Artificial Inteligence, or AI, is no longer the mysterious technological unknown that it once was. In fact, it is now arguably woven into the fabric of our daily lives. Alexa tells us the weather and puts together playlists based on our music choices. Tesco or Ocado personalise our shopping discounts using data from previous purchasing behaviours. Apps predict menstrual cycles and Facebook even serves us ads informed by our browsing habits.
AI in Health
Through effective automation of processes and problem solving, AI is pushing the boundaries of innovation across practically every industry imaginable. And none more so than healthcare where its use is already relatively widespread. Spanning drug discovery, through automation of diagnosis to supporting patient engagement and adherence, the potential for impact in the sector is exponential.
With new proven use cases springing up on a regular basis, one area that has shown real promise is screening and diagnostics. A study published in Nature journal earlier this year highlighted the high potential for human error in the identification of breast cancer via mammograms screening. When AI was then introduced as a direct comparator, the technology demonstrated accuracy that surpassed human experts. At a time when the health system is already bursting at the seams and trained professionals are in short supply, integration of AI into the diagnostic journey would seem to make good sense.
It is also important to note that AI should not be viewed as a replacement for the work carried out by medical professionals. Instead, it should become an additional tool to enhance their capabilities. In the case of medicine, an AI diagnostic model can serve as an additional layer of support and validation for qualified doctors or nurses. This in turn can leave them to focus on other aspects of their roles that an AI machine cannot provide, like quality patient care.
Improving Outcomes for Patients
A collaboration between Moorfields Eye Hospital NHS Foundation Trust and DeepMind Health set out to find new ways to utilise the power of AI to support clinicians in their care for patients. The resulting programme is now able to recommend the correct referral decision for over 50 eye diseases with 94% accuracy, matching world-leading eye experts. Here again, AI continues to demonstrate its potential for the revolution in eye care diagnosis, enabling conditions to be spotted earlier and prioritisation of patients with the most serious conditions.
At TympaHealth, our focus is on the transformation of ear and hearing care. As with many specialisms, the journey to diagnosis for patients can be long, requiring many consultations with numerous doctors across a variety of specialities. Therefore, it’s our mission to bring ear and hearing care into the community. This includes placing better and faster access to diagnostic and treatment services. AI evidently has an important role in facilitating that.
There have been limited studies on the use of AI in the context of hearing and ear care. The use of smartphone otoscopes promise to help develop this sector further. Recent studies, including a recent collaboration from the author, use smartphone otoscopes to improve the medical learning environment. In many cases ENT experience is limited in medical school to just one week as a special study block, the advent of artificial intelligence would certainly help in recognising conditions of the ear and streamlining referrals.

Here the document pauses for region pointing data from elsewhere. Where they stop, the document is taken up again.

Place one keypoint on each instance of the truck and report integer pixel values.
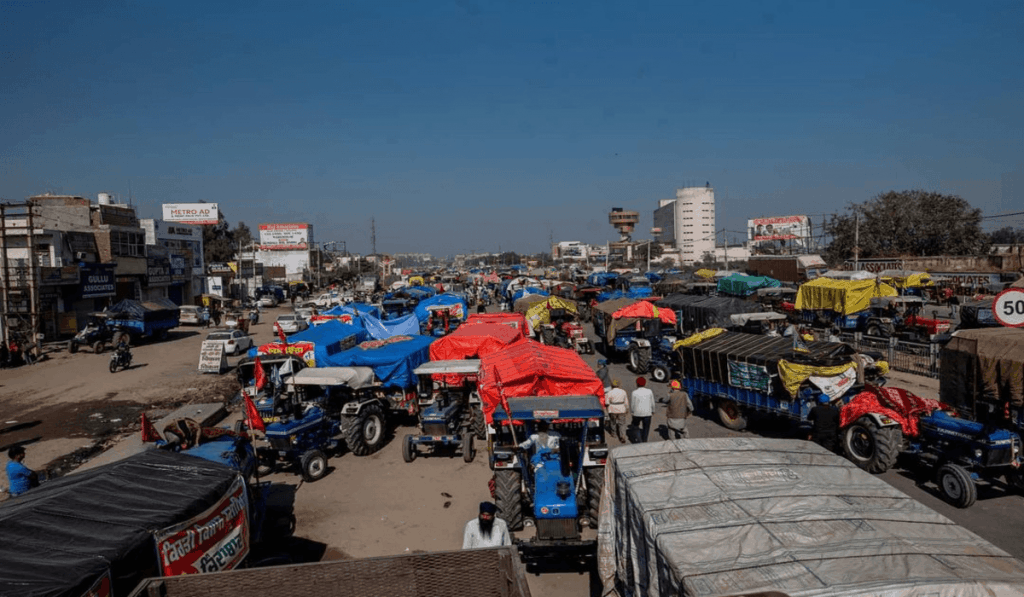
(733, 516)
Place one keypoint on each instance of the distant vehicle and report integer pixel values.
(235, 341)
(292, 323)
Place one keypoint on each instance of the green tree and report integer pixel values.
(907, 223)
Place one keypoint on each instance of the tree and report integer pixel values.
(907, 223)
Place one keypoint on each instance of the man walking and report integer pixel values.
(680, 409)
(619, 410)
(642, 408)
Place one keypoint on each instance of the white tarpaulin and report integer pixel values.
(733, 516)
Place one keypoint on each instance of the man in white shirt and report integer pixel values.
(642, 408)
(485, 529)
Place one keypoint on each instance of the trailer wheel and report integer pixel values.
(731, 416)
(508, 498)
(595, 482)
(956, 485)
(871, 448)
(639, 358)
(408, 449)
(468, 451)
(313, 465)
(365, 432)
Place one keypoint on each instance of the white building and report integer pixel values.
(687, 222)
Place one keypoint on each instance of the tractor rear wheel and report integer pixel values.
(731, 416)
(956, 485)
(639, 358)
(508, 498)
(365, 432)
(871, 448)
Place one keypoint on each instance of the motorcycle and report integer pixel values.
(120, 358)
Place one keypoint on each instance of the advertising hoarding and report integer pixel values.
(192, 213)
(284, 237)
(779, 228)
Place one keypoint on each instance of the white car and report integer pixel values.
(292, 323)
(235, 341)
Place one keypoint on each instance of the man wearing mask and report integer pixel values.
(485, 529)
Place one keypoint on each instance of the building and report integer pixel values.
(687, 222)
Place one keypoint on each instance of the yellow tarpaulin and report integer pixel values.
(843, 296)
(541, 312)
(697, 338)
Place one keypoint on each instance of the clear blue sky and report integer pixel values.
(471, 125)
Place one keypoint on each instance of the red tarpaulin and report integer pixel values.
(530, 369)
(644, 309)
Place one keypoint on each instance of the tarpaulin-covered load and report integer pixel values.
(842, 296)
(984, 366)
(392, 359)
(530, 369)
(741, 285)
(742, 516)
(97, 527)
(457, 304)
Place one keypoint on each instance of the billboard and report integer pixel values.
(780, 228)
(192, 213)
(284, 237)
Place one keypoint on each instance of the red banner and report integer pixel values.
(216, 540)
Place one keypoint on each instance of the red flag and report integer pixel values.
(148, 431)
(255, 421)
(260, 376)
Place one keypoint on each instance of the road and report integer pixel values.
(366, 506)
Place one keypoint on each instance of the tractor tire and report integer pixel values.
(313, 465)
(869, 446)
(468, 450)
(408, 449)
(956, 485)
(477, 423)
(639, 359)
(508, 498)
(731, 416)
(595, 483)
(365, 433)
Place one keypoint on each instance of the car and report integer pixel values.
(235, 341)
(292, 323)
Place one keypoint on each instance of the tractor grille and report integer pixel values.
(557, 528)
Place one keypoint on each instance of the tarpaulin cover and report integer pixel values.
(736, 516)
(740, 285)
(442, 299)
(392, 359)
(61, 537)
(530, 369)
(843, 296)
(983, 365)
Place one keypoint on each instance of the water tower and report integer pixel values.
(624, 221)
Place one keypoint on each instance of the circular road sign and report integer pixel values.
(1009, 307)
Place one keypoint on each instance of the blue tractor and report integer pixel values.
(558, 492)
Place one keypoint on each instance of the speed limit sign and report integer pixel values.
(1009, 307)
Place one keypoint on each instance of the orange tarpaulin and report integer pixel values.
(644, 309)
(530, 369)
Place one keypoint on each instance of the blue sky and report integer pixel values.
(463, 126)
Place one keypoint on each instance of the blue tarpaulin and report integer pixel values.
(392, 359)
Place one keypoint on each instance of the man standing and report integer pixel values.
(485, 530)
(642, 408)
(19, 477)
(619, 409)
(680, 409)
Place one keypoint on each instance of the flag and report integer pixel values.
(148, 431)
(252, 415)
(260, 378)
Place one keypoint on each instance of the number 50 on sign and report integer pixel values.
(1009, 307)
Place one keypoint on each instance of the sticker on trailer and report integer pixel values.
(1008, 307)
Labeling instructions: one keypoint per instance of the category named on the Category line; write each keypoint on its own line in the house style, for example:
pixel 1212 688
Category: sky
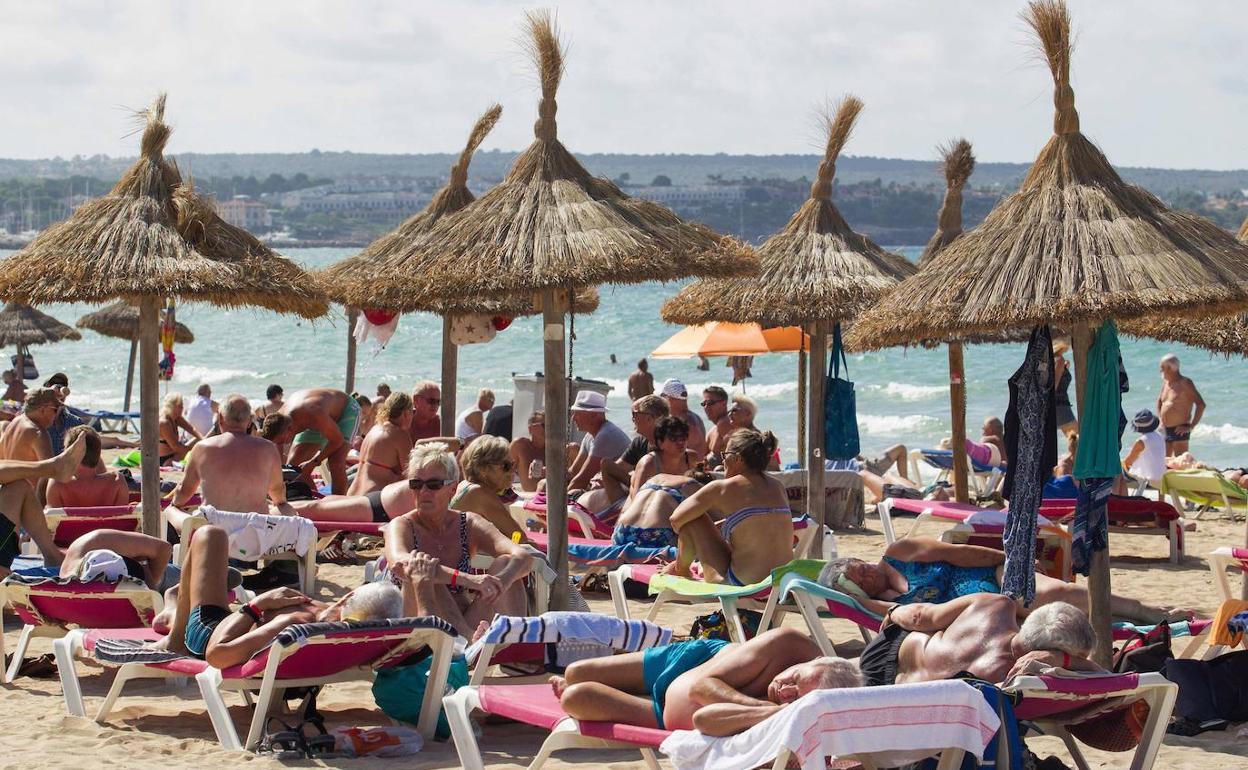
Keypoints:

Another study, published in Otology and Neurotology last month, showed that machine learning helped to predict post-operative performance of a cochlear implant, as well as identifying the influencing factors. This shows the sector is receptive to this change similar to specialties such as Dermatology and Opthalomology.
Building on these studies, at TympaHealth we have a team to help us embed the technology into our own processes and platforms effectively. In turn this helps us improve diagnostic capabilities and ultimately improve patient outcomes. Much like the Moorfields and DeepMind collaboration for eye health, we aim to use machine learning to assist us in identifying ear conditions. However, that is only the very start. We’re also exploring new ways to harness the power of AI to develop a fully integrated machine learning platform and well as using algorithms as predictors of future ear health deterioration.
A Vision For the Future
In the recent Topol Review which set out a vision for the future of digital health, Eric Topol reinforced the importance of preparing our health and care workforces for a digital future.
There is clearly a bright future for AI in healthcare, which has proven itself time and time again, especially at a time where technology and digital innovation is beginning to move front and centre in the mission to provide better and faster care. In the UK, our NHS system is already overstretched during usual times, and now with the additional pressures caused by the pandemic, it is imperative that we find new solutions that enable people to access the care they need, whilst relieving the burden on the healthcare professionals.